I’m trying to figure out if he’s being snide or sincere here. Joe Burris looks at Trot Nixon having fun in the sun yesterday. Steve Buckley looks at Jason Varitek’s homer off the Pesky pole yesterday, and thinks that Troy O’Leary in 1996 was the last player to hit the pole. Michael Gee says Brandon Lyon looked like a true closer yesterday. Alex Speier also looks at Lyon’s two inning save. Gee’s pay column says that the Red Sox free agent class of 2004 all drove up their prices against the Tigers. In Buckley’s pay column, he’s not disappointed that Pedro didn’t pitch a no-hitter yesterday. He’s glad he just got the victory. Aaron Harlan looks at Damian Jackson, who had the wind knocked out of him after a couple ugly incidents in the outfield. In Yantz’s notebook, Jackson’s efforts earned him praise from John Henry. Kenyon’s notebook looks at Little’s theories on resting players. Silverman’s notebook also looks at Jackson’s adventures and also have Kevin Millar looking ahead to the Marlins. Hohler’s notebook has Little proclaiming Varitek an All Star.

Michael Smith looks at Matt Hasselbeck, coming into his own in Seattle.

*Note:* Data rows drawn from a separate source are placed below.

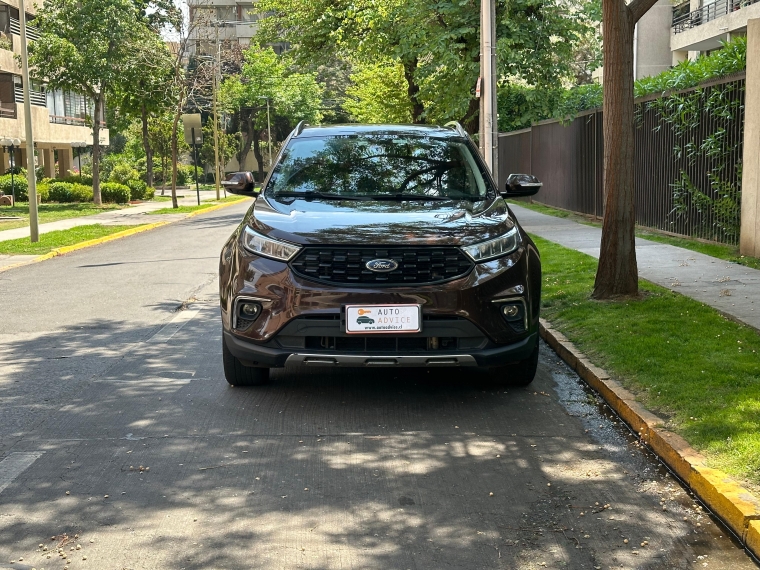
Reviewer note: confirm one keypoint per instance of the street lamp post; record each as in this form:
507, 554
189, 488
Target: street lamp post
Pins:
11, 145
269, 132
196, 142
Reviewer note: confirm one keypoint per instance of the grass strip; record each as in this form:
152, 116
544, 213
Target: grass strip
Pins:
204, 205
60, 238
684, 360
52, 212
719, 250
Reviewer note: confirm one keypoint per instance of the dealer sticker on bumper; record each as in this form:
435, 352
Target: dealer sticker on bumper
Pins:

Bill Griffith exhorts his NESN colleagues to broadcast the Springsteen concert on the cable network. Jim Baker looks at Lisa Guerrero joining Monday Night Football, and has her giving Eddie Andelman and his wife Judi credit for getting her started in the TV business. Maybe we can give Eddie credit for discovering her…

UPN38 has Red Sox/Marlins at 7:00. ESPN Classic looks at the 1986 Celtics at 7:30.